Mało tego, jeśli wiemy że powinniśmy tego typu silnik tulejować to również nie mamy żadnej gwarancji że taka "fachowa naprawa bo tak się robi" odniesie sukces. Do motocykli enduro starego typu można kupić np. fabryczną tuleje żeliwną, starą wyprasować i wprasować oryginalną. Daje nam to gwarancje że po użyciu oryginalnego tłoka z oryginalnym pierścieniami silnik odzyska sprawność i trwałość ponieważ zarówno i luzy zostaną przywrócone, następnie mamy pewność że użyte materiały będą ze sobą współpracować - np pierścienie z nową tuleją. I teraz nawet chcąc sobie zaoszczędzić kasę właściciel enduro kupuje tłok np wiseco - bardzo dobra marka, idzie do szlifierza żeby tą tuleje rozwiercić pod nadwymiar - fachowo, przeciez tak się robi... i co się okazuje, szlifierz np pieprzy robotę bo ma starą maszyne, cylinder na dzień dobry ma owal którego my nie zmierzymy bo nie mamy czym. Wkładamy tłok i zaczyna się branie oleju, którego nie było. Lub.... nie wiem czy wiecie ale jak poczytacie po internecie bo są i takie opine "nie wkładaj wiseco bo na nich silnik bierze olej" - można założyć że każdy z przypadków ma zjebany szlif, albo wyrypaną tuleje, no ale przecież co drugi pisze to samo no i też za granicą piszą to samo, a tam kupuje się np motocykle nowe a pierwszy tłok i pierścienie z założenia w enduro przeżywa tuleje - tzn tuleja to przeżywa pewnie i 4 fabryczne tłoki, i wkładają wiseco - bierze olej, wkładają oryginał - wszystko wraca do normy, a przecież producent tłoków wiseco ma znacznie większe możliwości technologiczne niż tacy malutcy dłubacze jak my!! I co?? i wtopa!!!! i jak tu być fachowcem?? Chyba tylko wyłącznie przekonując ludzi, że ja ci wiseco nie założe - tylko klient ucieka i idzie tam gdzie wiseco założą - bo co mi fachowiec będzie pierd.... wiseco 200 zł, oryginał 500 zł. Moje zdanie takie, lepiej załozyć oryginał choćby na 50tys, ale mieć pewność że mamy spokój na te 50tys - oczywiście nie wykluczam innych scenariuszy - sam do KLR650 założyłem pierścienie z perkinsa i zapierd... po dziś dzień w silniku w którym tuleja była już kwadratowa - oleju o dziwo nie bierze. Oczywiście na internecie bym się tym nie pochwalił bo by powiedzieli że jestem idiotą - ale zrobiłem to i... MIAŁEM SZCZĘŚCIE i właściciel jest zadowolony, powtórze nie jest zadowolony dlatego że jestem fachowcem, tylko dlatego że obydwoje mieliśmy SZCZĘŚCIE!!
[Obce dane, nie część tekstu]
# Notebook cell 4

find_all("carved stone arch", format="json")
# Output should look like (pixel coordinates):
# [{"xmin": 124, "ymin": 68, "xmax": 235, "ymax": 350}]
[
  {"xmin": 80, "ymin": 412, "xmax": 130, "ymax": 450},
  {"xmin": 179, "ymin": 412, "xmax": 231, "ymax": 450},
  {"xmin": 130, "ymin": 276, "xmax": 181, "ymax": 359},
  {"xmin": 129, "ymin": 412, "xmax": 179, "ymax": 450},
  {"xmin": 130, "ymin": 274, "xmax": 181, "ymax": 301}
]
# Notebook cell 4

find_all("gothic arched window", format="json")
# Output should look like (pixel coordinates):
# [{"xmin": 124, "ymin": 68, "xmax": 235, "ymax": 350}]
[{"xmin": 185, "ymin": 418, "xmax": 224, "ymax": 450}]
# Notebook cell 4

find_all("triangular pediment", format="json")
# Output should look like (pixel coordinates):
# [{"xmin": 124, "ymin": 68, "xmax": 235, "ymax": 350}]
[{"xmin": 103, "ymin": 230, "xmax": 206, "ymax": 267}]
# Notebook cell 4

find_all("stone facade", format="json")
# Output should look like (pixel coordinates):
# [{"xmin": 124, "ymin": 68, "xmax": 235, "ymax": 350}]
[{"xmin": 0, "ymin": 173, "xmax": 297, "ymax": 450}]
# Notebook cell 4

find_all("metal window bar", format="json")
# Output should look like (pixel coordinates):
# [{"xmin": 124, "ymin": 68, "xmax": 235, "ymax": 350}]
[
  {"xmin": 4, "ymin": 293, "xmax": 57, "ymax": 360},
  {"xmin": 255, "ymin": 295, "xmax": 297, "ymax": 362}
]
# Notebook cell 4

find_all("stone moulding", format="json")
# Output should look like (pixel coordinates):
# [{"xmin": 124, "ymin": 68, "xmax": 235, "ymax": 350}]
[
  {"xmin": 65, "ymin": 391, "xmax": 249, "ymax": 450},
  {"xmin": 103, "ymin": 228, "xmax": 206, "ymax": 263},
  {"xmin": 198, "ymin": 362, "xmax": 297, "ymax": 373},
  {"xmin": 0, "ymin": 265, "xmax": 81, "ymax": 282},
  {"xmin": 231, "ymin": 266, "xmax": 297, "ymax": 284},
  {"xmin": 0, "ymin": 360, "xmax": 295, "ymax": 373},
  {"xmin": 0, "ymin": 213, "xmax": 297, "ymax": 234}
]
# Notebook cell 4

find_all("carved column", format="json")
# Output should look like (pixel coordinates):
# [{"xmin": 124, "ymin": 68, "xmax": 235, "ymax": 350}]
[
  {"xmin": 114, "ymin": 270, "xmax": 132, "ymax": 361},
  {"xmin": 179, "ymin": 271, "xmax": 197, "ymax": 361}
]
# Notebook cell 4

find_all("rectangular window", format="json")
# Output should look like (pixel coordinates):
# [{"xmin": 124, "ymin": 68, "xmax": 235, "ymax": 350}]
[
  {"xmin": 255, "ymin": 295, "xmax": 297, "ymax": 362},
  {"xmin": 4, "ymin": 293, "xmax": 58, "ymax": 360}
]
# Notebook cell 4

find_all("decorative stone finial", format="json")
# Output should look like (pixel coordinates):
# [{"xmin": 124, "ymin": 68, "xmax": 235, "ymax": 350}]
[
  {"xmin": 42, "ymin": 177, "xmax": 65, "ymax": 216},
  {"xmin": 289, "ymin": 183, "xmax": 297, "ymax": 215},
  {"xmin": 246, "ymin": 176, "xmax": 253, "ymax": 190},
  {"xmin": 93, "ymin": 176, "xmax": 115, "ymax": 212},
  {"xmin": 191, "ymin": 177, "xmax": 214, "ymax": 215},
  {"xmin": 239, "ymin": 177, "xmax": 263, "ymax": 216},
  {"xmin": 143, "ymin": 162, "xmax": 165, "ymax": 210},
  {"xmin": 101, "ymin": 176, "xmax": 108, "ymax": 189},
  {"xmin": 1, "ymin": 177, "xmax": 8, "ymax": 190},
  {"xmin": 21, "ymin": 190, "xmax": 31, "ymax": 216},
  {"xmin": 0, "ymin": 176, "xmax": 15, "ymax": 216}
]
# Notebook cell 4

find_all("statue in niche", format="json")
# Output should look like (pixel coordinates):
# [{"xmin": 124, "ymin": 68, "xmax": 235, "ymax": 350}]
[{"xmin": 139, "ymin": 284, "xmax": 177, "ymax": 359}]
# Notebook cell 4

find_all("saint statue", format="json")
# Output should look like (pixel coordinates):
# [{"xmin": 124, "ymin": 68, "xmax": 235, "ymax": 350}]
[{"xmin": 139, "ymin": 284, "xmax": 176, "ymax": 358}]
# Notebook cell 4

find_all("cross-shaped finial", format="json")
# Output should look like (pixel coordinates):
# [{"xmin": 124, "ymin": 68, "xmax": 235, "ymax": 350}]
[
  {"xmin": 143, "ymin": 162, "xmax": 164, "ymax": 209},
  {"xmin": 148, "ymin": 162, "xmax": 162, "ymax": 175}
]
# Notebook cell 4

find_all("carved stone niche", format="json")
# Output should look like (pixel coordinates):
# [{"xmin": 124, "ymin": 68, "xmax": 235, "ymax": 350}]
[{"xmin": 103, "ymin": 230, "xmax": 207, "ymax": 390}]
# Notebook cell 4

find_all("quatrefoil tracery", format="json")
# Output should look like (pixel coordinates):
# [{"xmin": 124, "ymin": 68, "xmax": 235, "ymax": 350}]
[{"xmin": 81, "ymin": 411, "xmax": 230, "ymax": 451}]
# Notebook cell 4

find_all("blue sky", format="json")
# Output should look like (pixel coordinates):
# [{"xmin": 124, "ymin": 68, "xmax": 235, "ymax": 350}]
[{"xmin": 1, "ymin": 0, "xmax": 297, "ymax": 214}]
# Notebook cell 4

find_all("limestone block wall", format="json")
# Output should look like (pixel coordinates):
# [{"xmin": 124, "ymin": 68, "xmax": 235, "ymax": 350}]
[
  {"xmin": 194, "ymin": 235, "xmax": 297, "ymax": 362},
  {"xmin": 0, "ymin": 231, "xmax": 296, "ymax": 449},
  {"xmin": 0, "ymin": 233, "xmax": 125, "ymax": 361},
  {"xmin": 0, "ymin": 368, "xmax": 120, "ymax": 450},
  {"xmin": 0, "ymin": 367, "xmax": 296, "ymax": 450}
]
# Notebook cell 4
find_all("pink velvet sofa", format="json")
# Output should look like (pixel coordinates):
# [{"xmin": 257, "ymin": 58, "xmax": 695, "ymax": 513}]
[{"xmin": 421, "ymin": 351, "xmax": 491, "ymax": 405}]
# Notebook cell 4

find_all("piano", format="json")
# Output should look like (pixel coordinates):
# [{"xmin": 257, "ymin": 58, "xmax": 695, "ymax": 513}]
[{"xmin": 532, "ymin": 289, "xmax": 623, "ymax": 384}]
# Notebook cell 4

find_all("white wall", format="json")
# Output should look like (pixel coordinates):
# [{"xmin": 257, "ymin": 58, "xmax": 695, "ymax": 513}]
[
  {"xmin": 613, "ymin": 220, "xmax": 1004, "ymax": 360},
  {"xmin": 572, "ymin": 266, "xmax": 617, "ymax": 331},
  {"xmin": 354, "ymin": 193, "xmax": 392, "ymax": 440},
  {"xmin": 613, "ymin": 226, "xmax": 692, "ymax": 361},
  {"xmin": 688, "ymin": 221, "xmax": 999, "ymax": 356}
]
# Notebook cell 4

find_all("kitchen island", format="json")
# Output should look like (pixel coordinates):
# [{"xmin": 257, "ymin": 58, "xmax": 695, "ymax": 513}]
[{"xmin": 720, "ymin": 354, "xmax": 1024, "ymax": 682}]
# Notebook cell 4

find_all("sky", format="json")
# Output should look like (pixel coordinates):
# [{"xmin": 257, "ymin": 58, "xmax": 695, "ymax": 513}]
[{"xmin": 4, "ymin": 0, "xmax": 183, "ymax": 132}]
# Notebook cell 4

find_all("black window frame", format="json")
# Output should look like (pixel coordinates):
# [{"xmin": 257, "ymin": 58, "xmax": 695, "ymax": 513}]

Dalej o CXie, otwierając silnik CXa nie mamy sporo możliwości, z jednej strony wiemy że naprawa fachowa w tym przypadku to np szlif cylindrów i nadwymiar - to się wiąże z kosztami lub z niemożliwością wykonania takiego remontu bo tłoki na 1wszy szlif jeśli są, to są gdzieś na drugim końcu świata i to za kwotę za którą możemy sobie kupić kolejnego CXa, który okaże się dokładnie takimi samymi puzlami jakie mamy na obecną chwilę - tu pojawia się taki mem:
https://www.blasty.pl/upload/images/lar ... -59-20.jpg

Ten mem nie jest do końca tutaj trafny, z racji tego, że motocykliści mają tendencje do ślepej wiary w hondę i jej jakość i "o łudzeniu się" nie ma mowy. To honda panie, tu nie ma się co łudzić... przypadek powiedziłałbym beznadziejny, no ale po co dyskutować skoro z jakiegoś powodu chcemy te motocykle mieć, rozczarowywać się, naprawiać i się z nich cieszyć i na tym ostatecznie chyba polega zabawa, ale wracając...


W tym momencie należałoby z remontu zrezygnować, ale taki fachowiec ze mnie - zerknąć na remont mojego silnika - zleca tulejowanie bloku :) mimo wszystko :)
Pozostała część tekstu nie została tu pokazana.